A l’âge de 6 ans je fus emmenée par ma mère aux réunions clandestines de la Maison de la mémoire. Là j’appris l’histoire de notre peuple. Comment le Peuple Libre grandit et prospéra sur la terre sacrée libre et heureux après le départ du gros des Blancs-démons et des Hedain. Comment les Hedain , les hommes de fer vinrent dans de grands bateaux et comment ils firent semblant de se montrer amicaux apportant de grands présents comme de nouvelles méthodes pour produire la nourriture. Comment, ils apportèrent également l’eau de feu qui affaiblit le peuple. Comment, ceux -ci revinrent pour dresser de grandes forteresses soumettant le peuple et le réduisant au tribut. Comment, certains du peuple se rebellèrent avec l’aide de Thu qui était envoyé par le Roi de la Nuit et que l’on surnommait Annatar, le Dispensateur. Comment, les Hedain matèrent le peuple par le fer et par le feu. Comment, ils chassèrent le peuple libre pour le réduire en esclavage et le sacrifier à ses dieux sombres dans leurs autels monstrueux. J’appris que leur dernier tyran vint en personne et captura Thu. Mais alors que tout semblait perdu, Thu arriva à s’infiltrer dans les bonnes grâces des Hedain, à rompre la connexion qu’ils avaient avec leurs dieux et comment leur île maléfique fut engloutie. Le peuple libre était heureux car nous nous libérâmes et nous détruisîmes les forteresses des Hedain isolés. Mais certains avaient survécu. Ils arrivèrent et reformèrent leurs bases et des royaumes. Thu les défia et il y eut une grande bataille entre les Hedain et les Blancs Démons d’un côté et de l’autre les forces de Thu, ses snagas innombrables, ses torogs puissants et de nombreux hommes.
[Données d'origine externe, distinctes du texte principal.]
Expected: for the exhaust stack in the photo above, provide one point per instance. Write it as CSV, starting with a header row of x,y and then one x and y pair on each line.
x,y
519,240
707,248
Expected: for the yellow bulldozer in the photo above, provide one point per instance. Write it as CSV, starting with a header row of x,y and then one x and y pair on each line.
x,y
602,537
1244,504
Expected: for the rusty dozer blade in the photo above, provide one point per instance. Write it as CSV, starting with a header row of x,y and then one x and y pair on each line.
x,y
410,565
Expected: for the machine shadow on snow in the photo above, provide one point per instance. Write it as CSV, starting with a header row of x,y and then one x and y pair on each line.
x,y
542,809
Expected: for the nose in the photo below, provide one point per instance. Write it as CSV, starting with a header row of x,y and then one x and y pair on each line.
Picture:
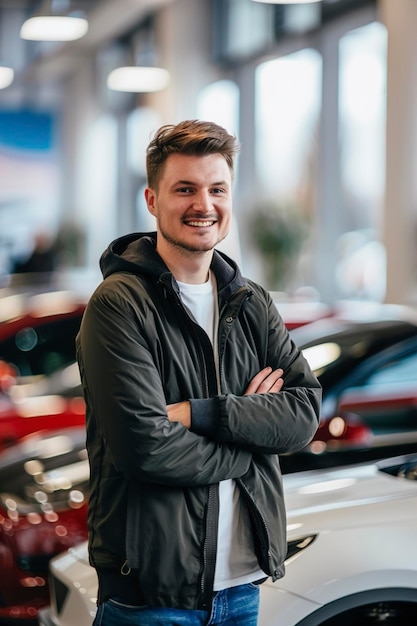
x,y
202,201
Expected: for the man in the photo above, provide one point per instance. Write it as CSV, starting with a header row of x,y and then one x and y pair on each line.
x,y
192,387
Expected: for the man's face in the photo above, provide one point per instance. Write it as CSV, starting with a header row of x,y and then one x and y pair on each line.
x,y
193,203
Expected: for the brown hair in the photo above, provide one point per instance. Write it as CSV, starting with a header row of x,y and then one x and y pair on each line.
x,y
192,137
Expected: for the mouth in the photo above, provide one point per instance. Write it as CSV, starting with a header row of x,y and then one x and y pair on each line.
x,y
200,223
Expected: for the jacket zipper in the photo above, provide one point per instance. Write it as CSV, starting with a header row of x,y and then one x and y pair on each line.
x,y
261,528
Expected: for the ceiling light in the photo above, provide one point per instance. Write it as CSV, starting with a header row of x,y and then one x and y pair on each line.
x,y
51,24
138,79
54,28
287,1
6,76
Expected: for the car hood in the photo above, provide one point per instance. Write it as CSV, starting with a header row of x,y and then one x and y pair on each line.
x,y
328,498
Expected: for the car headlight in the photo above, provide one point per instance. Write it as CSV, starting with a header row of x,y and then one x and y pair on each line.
x,y
296,545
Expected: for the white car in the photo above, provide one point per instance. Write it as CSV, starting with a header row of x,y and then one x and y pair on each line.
x,y
352,555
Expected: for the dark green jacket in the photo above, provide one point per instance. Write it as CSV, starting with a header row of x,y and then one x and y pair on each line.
x,y
154,483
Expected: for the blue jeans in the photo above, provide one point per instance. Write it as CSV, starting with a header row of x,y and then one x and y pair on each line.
x,y
237,606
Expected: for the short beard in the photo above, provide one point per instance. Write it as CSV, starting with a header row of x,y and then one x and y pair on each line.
x,y
183,245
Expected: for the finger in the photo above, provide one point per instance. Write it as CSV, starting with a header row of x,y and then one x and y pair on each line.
x,y
272,382
257,380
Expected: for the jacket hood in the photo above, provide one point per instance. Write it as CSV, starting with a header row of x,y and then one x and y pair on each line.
x,y
136,253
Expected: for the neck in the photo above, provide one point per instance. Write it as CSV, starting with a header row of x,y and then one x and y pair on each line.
x,y
186,266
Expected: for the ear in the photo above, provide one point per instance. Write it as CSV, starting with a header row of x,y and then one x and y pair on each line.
x,y
150,197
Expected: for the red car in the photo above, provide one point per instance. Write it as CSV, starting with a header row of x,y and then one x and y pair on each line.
x,y
43,511
39,383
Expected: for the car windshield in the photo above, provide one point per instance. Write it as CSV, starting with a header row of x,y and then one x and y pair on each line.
x,y
45,475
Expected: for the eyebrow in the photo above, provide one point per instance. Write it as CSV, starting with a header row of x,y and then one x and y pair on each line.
x,y
190,182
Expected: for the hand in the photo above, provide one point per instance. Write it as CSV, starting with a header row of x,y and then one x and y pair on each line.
x,y
266,381
180,412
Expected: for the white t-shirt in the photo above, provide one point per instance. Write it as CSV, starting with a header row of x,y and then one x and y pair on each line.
x,y
236,562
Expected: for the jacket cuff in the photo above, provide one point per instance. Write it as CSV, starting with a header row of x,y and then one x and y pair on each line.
x,y
205,417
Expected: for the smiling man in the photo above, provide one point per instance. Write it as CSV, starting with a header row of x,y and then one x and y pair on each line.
x,y
192,388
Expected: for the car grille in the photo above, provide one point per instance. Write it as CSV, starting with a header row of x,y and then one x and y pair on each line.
x,y
35,563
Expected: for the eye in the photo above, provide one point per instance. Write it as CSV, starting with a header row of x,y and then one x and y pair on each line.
x,y
185,190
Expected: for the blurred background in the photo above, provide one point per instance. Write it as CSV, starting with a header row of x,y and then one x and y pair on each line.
x,y
321,94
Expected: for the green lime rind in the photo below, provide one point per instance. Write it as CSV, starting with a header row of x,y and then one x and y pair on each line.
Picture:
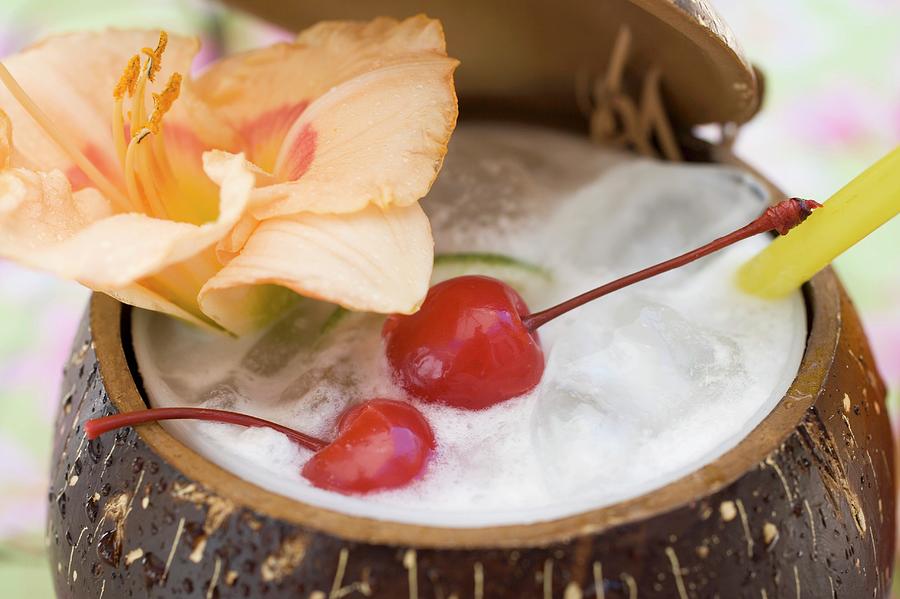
x,y
522,276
Certains du peuple y allèrent notamment parmi les adeptes du peuple de Thu. D’autres n’y allèrent pas car nous nous méfions de Thu qui était certes sage mais avait son vouloir propre qui ne coïncidait pas forcément avec celui du Peuple. Enfin, une partie du peuple fut victime d’un sort proféré par l’un des chefs des Hedain grâce à la magie des blancs-démons et ces gens du peuple eurent un sort pire que la mort. Je vois que vous en avez entendu parler. Moi aussi j’ai réussi à lire les ballades » de vos héraults et de vos ménestrels. Pour tout vous dire, même s’ils se sont battus contre le Peuple durant la guerre de la Désolation, je suis heureuse qu’ils aient enfin été libérés de leur sort. 

Ainsi s’acheva notre premier entretien.